Abitare la terra

Il copione sembrava destinato a ripetersi ancora: la commissione al patrimonio della Città Metropolitana di Firenze voleva inoltrare l’ennesima proposta di bando per mettere all’asta quasi la totalità della tenuta di Mondeggi. La fattoria strappata all’abbandono sarebbe stata di nuovo a rischio di alienazione, così come il lungo percorso, difficile quanto entusiasmante, di Mondeggi Bene Comune che qui racconta Giovanni Pandolfini. Invece ieri, martedì 22 giugno, la svendita è stata fermata e il voto su Mondeggi (per ora almeno) rimandato. Quella dal 25 al 27 giugno, per un settimo compleanno del fare in comune, uno straordinario e autonomo esercizio di libertà, potrà dunque essere una festa un po’ più spensierata e molto, molto più allegra. Anche perché di certo Mondeggi si sente parte, da tempo e a pieno titolo, di quel continente nuovo che, nel frattempo, ha preso il nome di Tierra insumisa. Quando la resistenza di chi vive e lavora senza padroni cresce, a Mondeggi lo sanno bene, insieme alle candeline sulla torta si accendono nuovi sogni.

bitare un luogo vuol dire vivere un intreccio di legami. Significa sentire che quel luogo ci appartiene nello stesso modo in cui noi gli apparteniamo. Non si tratta di semplici parole: custodire, mantenere, curare, tramandare, difendere strenuamente un luogo significa sentirlo parte integrante delle nostre vite. Abitare un luogo, una terra, comporta il sentirsi coinvolti con quello che ci circonda e con tutte le relazioni connesse: le nostre abitazioni, i campi che ci danno il cibo, noi stessi, le piante e gli animali ma anche le strade, i sentieri, i corsi d’acqua, le colline, le vallate e le montagne.

Abitare significa anche sentirsi forti, sentirsi esattamente l’opposto di quello che vorrebbe il sistema: fragili individualità isolate bisognose di ricevere tutto ciò che occorre per vivere, costrette ad attraversare solamente i propri luoghi di vita senza alcun coinvolgimento con essi. Abitare significa, in fin dei conti, essere convinti che niente e nessuno potrà mai cancellare tutto questo, perchè è questo che costituisce la nostra vita. La possibilità di poterlo praticare, poi, dipende moltissimo dalla nostra distribuzione sul territorio.
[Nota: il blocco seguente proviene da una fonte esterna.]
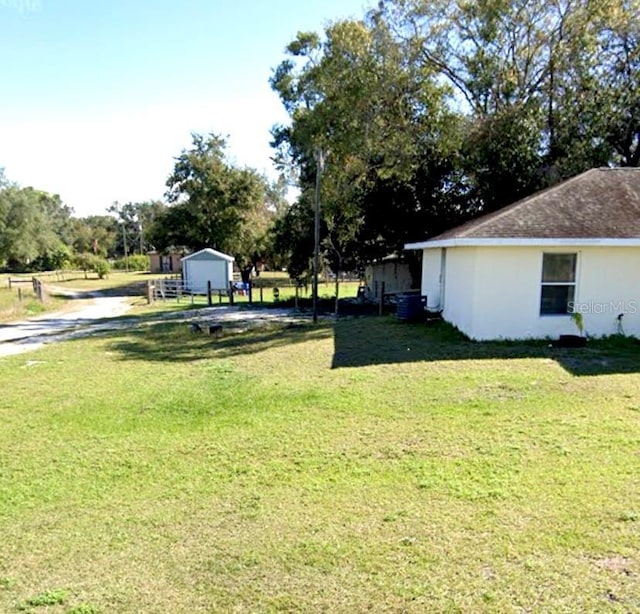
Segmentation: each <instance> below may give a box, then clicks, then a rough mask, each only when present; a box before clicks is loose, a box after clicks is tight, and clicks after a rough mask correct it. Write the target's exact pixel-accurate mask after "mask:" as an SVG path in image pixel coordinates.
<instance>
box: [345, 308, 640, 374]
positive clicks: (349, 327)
mask: <svg viewBox="0 0 640 614" xmlns="http://www.w3.org/2000/svg"><path fill="white" fill-rule="evenodd" d="M334 344H335V349H334V356H333V362H332V367H333V368H334V369H337V368H348V367H361V366H365V365H377V364H390V363H404V362H407V363H408V362H422V361H424V362H433V361H439V360H489V359H502V360H504V359H517V358H546V359H551V360H555V361H557V362H558V364H560V365H561V366H562V367H563V368H564V369H566V370H567V371H568V372H569V373H572V374H573V375H607V374H613V373H638V372H640V343H638V341H637V340H636V339H633V338H627V337H618V338H615V337H610V338H608V339H602V340H589V343H588V345H587V347H586V348H582V349H567V348H556V347H552V346H551V343H550V341H537V340H532V341H518V342H516V341H503V342H486V341H485V342H474V341H470V340H469V339H467V338H466V337H465V336H464V335H462V334H461V333H460V332H458V331H457V330H456V329H454V328H453V327H451V326H450V325H449V324H446V323H444V322H437V323H434V324H429V325H427V324H424V323H407V322H401V321H398V320H396V319H395V318H393V317H374V318H357V319H345V320H339V321H338V322H336V324H335V327H334Z"/></svg>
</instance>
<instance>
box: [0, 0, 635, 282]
mask: <svg viewBox="0 0 640 614" xmlns="http://www.w3.org/2000/svg"><path fill="white" fill-rule="evenodd" d="M270 84H271V87H272V89H273V90H274V92H275V93H276V94H277V95H278V96H279V98H280V100H281V102H282V104H283V106H284V108H285V109H286V111H287V113H288V115H289V121H288V122H287V123H286V124H283V125H277V126H274V128H273V130H272V146H273V152H274V155H273V159H274V162H275V164H276V167H277V168H278V169H279V171H280V172H281V178H280V180H278V181H276V182H272V181H269V180H267V179H266V178H265V177H264V176H262V175H260V174H259V173H257V172H256V171H254V170H252V169H247V168H240V167H238V166H237V165H235V164H233V163H231V162H230V161H229V159H228V157H227V155H226V143H225V141H224V139H223V138H221V137H220V136H219V135H216V134H207V135H199V134H194V135H193V138H192V143H191V146H190V147H189V148H188V149H185V150H184V151H183V152H182V153H181V154H180V155H179V156H178V157H177V158H176V159H175V164H174V169H173V172H172V173H171V175H170V177H169V178H168V180H167V192H166V194H165V201H162V202H160V201H153V202H145V203H126V204H122V205H121V204H119V203H114V204H113V205H112V206H111V207H110V209H109V213H110V215H105V216H90V217H86V218H74V217H73V215H72V212H71V211H70V210H69V208H68V207H66V206H65V205H64V204H63V203H62V202H61V200H60V198H59V197H58V196H53V195H50V194H46V193H44V192H41V191H38V190H35V189H33V188H20V187H19V186H17V185H15V184H12V183H11V182H9V181H7V180H6V179H5V178H4V175H2V176H1V181H0V260H1V262H0V264H1V265H3V266H4V267H5V268H20V267H23V268H24V267H38V268H40V267H42V268H56V267H58V266H59V265H60V264H61V262H63V261H64V259H65V258H67V259H69V258H72V257H73V256H74V255H75V256H76V257H77V256H78V255H82V254H85V255H86V254H93V255H98V256H100V257H104V258H114V257H117V256H122V255H124V254H125V253H129V254H133V253H136V252H139V253H143V252H144V251H146V250H148V249H152V248H153V249H157V250H160V251H166V250H171V249H185V250H196V249H200V248H202V247H213V248H215V249H218V250H220V251H223V252H226V253H229V254H231V255H233V256H235V258H236V260H237V261H238V262H239V264H241V266H244V265H245V264H247V263H249V262H250V263H253V264H257V263H258V262H260V261H263V262H267V263H269V264H270V265H271V266H274V267H278V268H280V267H287V268H288V270H289V273H290V274H291V276H292V277H295V278H300V279H302V278H305V277H307V276H308V275H309V274H310V272H311V269H312V254H313V249H314V205H315V202H316V200H319V202H320V203H321V220H320V222H321V223H320V239H321V250H322V258H323V262H324V263H325V264H326V265H327V266H329V267H330V268H331V269H332V270H333V271H334V272H336V273H337V272H339V271H342V270H358V269H360V268H362V267H363V266H364V264H366V263H367V262H369V261H371V260H374V259H377V258H381V257H384V256H387V255H390V254H393V253H401V252H402V249H403V245H404V244H405V243H406V242H410V241H419V240H423V239H425V238H428V237H432V236H435V235H437V234H439V233H441V232H443V231H444V230H446V229H448V228H451V227H452V226H455V225H457V224H459V223H462V222H464V221H466V220H468V219H470V218H472V217H474V216H477V215H480V214H482V213H486V212H490V211H494V210H496V209H499V208H500V207H503V206H505V205H507V204H509V203H511V202H514V201H516V200H518V199H520V198H523V197H526V196H528V195H530V194H531V193H533V192H535V191H537V190H539V189H542V188H545V187H548V186H551V185H553V184H555V183H557V182H560V181H563V180H565V179H567V178H569V177H571V176H574V175H576V174H578V173H580V172H582V171H584V170H587V169H589V168H592V167H598V166H616V165H622V166H638V164H639V162H640V0H597V1H596V0H381V1H380V2H378V4H377V5H376V7H375V8H373V9H371V10H369V11H368V12H367V13H366V14H365V15H363V17H362V19H359V20H344V21H338V22H334V23H331V24H329V25H328V26H327V27H326V28H325V29H324V31H323V32H321V33H314V32H300V33H298V35H297V36H296V37H295V39H294V40H292V41H291V42H290V43H289V44H288V45H287V47H286V59H285V60H284V61H283V62H281V63H280V64H279V65H278V66H276V67H275V68H274V69H273V71H272V76H271V79H270ZM291 183H294V184H295V185H296V186H297V188H298V196H297V198H296V200H295V201H294V202H292V203H289V202H287V200H286V199H285V193H286V187H287V185H290V184H291ZM316 190H317V192H316ZM316 195H317V196H318V197H319V198H318V199H316ZM414 256H415V255H414ZM416 257H417V256H416ZM413 264H415V265H417V264H418V263H417V262H414V263H413ZM417 269H418V267H417V266H416V267H415V270H416V271H417Z"/></svg>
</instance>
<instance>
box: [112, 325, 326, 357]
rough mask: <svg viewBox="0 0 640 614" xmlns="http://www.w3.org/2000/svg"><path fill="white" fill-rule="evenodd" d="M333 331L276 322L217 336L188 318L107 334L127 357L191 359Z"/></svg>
mask: <svg viewBox="0 0 640 614" xmlns="http://www.w3.org/2000/svg"><path fill="white" fill-rule="evenodd" d="M331 334H332V330H331V327H330V326H328V325H326V326H324V325H322V326H310V325H291V324H289V325H287V324H273V325H269V326H261V327H260V328H256V329H254V330H248V331H246V332H241V333H226V334H225V336H222V337H216V336H215V335H207V334H206V333H200V332H198V333H193V332H191V331H190V329H189V327H188V325H187V324H186V323H185V322H174V323H170V322H162V323H154V324H151V325H150V326H147V327H145V328H142V329H136V330H129V331H124V330H122V331H112V332H110V333H109V335H108V338H109V339H110V346H111V347H110V349H111V350H113V351H117V352H120V353H121V355H122V357H123V359H124V360H145V361H157V362H190V361H197V360H204V359H208V358H212V357H216V358H232V357H234V356H236V355H238V354H254V353H258V352H263V351H266V350H269V349H273V348H278V347H285V346H290V345H293V344H297V343H303V342H305V341H310V340H314V339H326V338H328V337H330V336H331Z"/></svg>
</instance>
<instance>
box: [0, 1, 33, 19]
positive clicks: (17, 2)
mask: <svg viewBox="0 0 640 614" xmlns="http://www.w3.org/2000/svg"><path fill="white" fill-rule="evenodd" d="M2 9H6V10H8V11H16V12H17V13H20V14H21V15H24V14H26V13H37V12H38V11H41V10H42V1H41V0H0V10H2Z"/></svg>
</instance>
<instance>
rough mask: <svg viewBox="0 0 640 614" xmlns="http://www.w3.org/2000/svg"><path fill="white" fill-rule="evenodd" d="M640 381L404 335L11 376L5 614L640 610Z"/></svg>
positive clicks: (113, 349) (171, 325)
mask: <svg viewBox="0 0 640 614" xmlns="http://www.w3.org/2000/svg"><path fill="white" fill-rule="evenodd" d="M639 371H640V346H638V345H637V344H635V343H632V342H611V343H601V344H592V346H591V347H589V348H587V349H586V350H558V349H553V348H549V347H547V346H546V344H542V343H535V344H477V343H471V342H468V341H465V340H463V339H461V338H459V337H458V336H457V335H456V334H454V333H452V332H451V331H450V330H449V329H448V328H447V327H444V326H437V327H434V328H427V327H426V326H424V325H419V324H415V325H408V324H402V323H399V322H397V321H396V320H394V319H393V318H390V317H383V318H362V319H345V320H341V321H339V322H337V323H336V324H335V325H334V324H322V325H319V326H317V327H315V328H314V327H311V326H308V327H306V326H302V327H290V328H272V329H268V330H267V329H265V330H263V331H257V332H253V333H247V334H242V335H234V336H231V335H229V336H223V337H222V338H220V339H214V338H212V337H209V336H201V335H194V334H192V333H190V332H189V330H188V327H187V326H186V325H185V324H167V323H160V324H158V323H155V324H149V325H146V326H142V327H141V328H139V329H132V330H129V331H122V332H118V333H110V334H108V335H103V336H101V337H96V338H94V339H81V340H75V341H69V342H65V343H62V344H59V345H52V346H47V347H45V348H43V349H41V350H39V351H37V352H34V353H28V354H23V355H20V356H15V357H11V358H4V359H0V386H1V388H2V390H3V394H2V397H1V399H0V423H1V424H2V429H0V534H1V535H2V548H1V549H0V611H2V612H18V611H26V612H37V613H38V614H39V613H43V614H57V613H71V612H74V613H76V614H80V613H85V614H86V613H95V612H103V613H111V612H124V613H138V612H145V613H147V612H163V613H164V612H172V613H174V612H178V613H181V612H185V613H186V612H246V611H249V612H277V611H287V612H364V611H374V612H635V611H640V554H639V553H640V485H639V484H640V482H639V477H638V476H639V475H640V455H639V450H640V373H639Z"/></svg>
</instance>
Nella nostra  penisola, come più o meno in tutta l’Europafino al 1800 quasi il 90% della popolazione viveva in centri abitati sotto i 5mila abitanti e non più del 3% in centri sopra i 15mila. Dalla seconda metà del 1800 alla prima metà del 1900, la popolazione urbana è salita dal 17% al 57, ed è arrivata al 70 nel 2000. Oggi siamo oltre il 75%. Non è da così tanto tempo, dunque, che siamo diventati un popolo urbano, la nostra distribuzione sul territorio si è radicalmente modificata da pochissimo.

Così, abbiamo abbandonato i territori rurali, in special modo quelli montani e marginali, e ci siamo ammassati nelle città. Siamo diventati un popolo che vive in città, urbanizzato e completamente separato dalla vita rurale e dal rapporto diretto con la produzione del nostro cibo. In poche generazioni s’è completamente persa la capacità manuale ed esperienziale di produrre, o anche solo conoscere chi produce, il cibo, quindi di poter soddisfare autonomamente  i nostri bisogni primari.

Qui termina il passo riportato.